Private equity goes Hollywood. Equity investors in California are nothing new, but The New York Times reports that, lately, some of them are moving south from Silicon Valley to Hollywood. According to the Times, "falling salaries, rising subsidies and a thinning of competition [have] turned the financial equation in favor of the investor." Some recent hits financed by new-to-Hollywood investors are "The Fantastic Mr. Fox" and "Precious: Based on the Novel 'Push' by Sapphire," which were inexpensive to create and yielded a huge turnout at the box office. As one big oil investor explains, "We've always made our living by buying when things are down," and as traditional studios have become more wary of investing the past few years, Hollywood seems to be the perfect environment for investors looking to get in when the going's tough.

Cheap tweets. Why pay millions for a celebrity endorsement when you can have the editor of The Onion tweet for you for a fraction of the cost? The Wall Street Journal reports that some marketers are turning to cheaper, more powerful, alternatives: "Young social-media influencers who have strong online followings." Lexus, the subject of the article, has hired a number of popular social media personalities to leverage their already established networks to promote the company's message, which, the article notes, can "give a brand more credibility with younger shoppers than hiring high-priced celebrities."
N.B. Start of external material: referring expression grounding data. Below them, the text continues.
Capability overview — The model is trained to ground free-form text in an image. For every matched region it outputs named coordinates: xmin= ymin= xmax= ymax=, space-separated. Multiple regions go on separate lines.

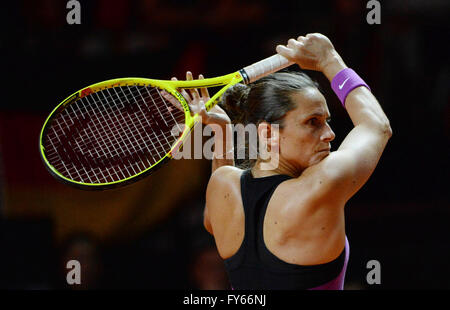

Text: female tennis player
xmin=180 ymin=33 xmax=392 ymax=289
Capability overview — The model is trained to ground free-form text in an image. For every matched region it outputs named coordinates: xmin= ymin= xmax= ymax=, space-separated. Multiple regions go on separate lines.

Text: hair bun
xmin=219 ymin=83 xmax=250 ymax=124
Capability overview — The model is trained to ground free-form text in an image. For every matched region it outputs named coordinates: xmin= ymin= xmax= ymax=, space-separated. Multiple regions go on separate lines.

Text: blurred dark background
xmin=0 ymin=0 xmax=449 ymax=289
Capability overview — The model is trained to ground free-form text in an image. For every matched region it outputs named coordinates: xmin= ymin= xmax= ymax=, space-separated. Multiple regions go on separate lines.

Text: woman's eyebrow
xmin=304 ymin=112 xmax=331 ymax=119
Snicker-worthy product names. When Sara Lee said Tuesday it would sell its North American bakery to a Mexican company, a lot of people got a chuckle. Not that anything about the $959 million sale was funny...except the Mexican company's name: Grupo Bimbo. Sure, it's supposed to be pronounced "beem-bo," as some of the company's marketing pleads for Americans to do. But today the Chicago Tribune's Barbara Brotman writes an open letter to the company: "We're still pronouncing it 'bimbo,'" she says of herself and, well, the American public. Yes, it's as childish as snickering at the name of the seventh planet from the sun, but Brotman laughs: "Would you like a piece of Bimbo?" "Can you butter my Bimbo?" Sure, the case of Bimbo illuminates the need for careful international branding, but also raises the question: is a bit of instant name recognition--even if it's childish--ever a bad thing?

The perks of being the boss. Or at least one of the big guys like Gregory B. Maffei of Liberty Media Corp., that is. Maffei pulled in a total direct pre-tax compensation of $87.1 million in 2009, four times what he made in 2008 and enough to put him atop the Wall Street Journal's latest CEO pay survey. Collected by the Philadelphia-based consulting firm Hay Group, the survey found that annual bonuses rose nearly 11 percent among companies with annual revenues of more than $4 billion during the last fiscal year. And though Ray Irani of Occidental Petroleum topped the best-paid list in April, he fell to No. 3 in the most recent survey and brought in a paltry $52.2 million for the year. Rounding out the rest of the top five were Larry Ellison of Oracle at $68.6 million, Carol Bartz of Yahoo at $44.6 million, and Leslie Moonves of CBS at $37.6 million, up 83 percent from 2008.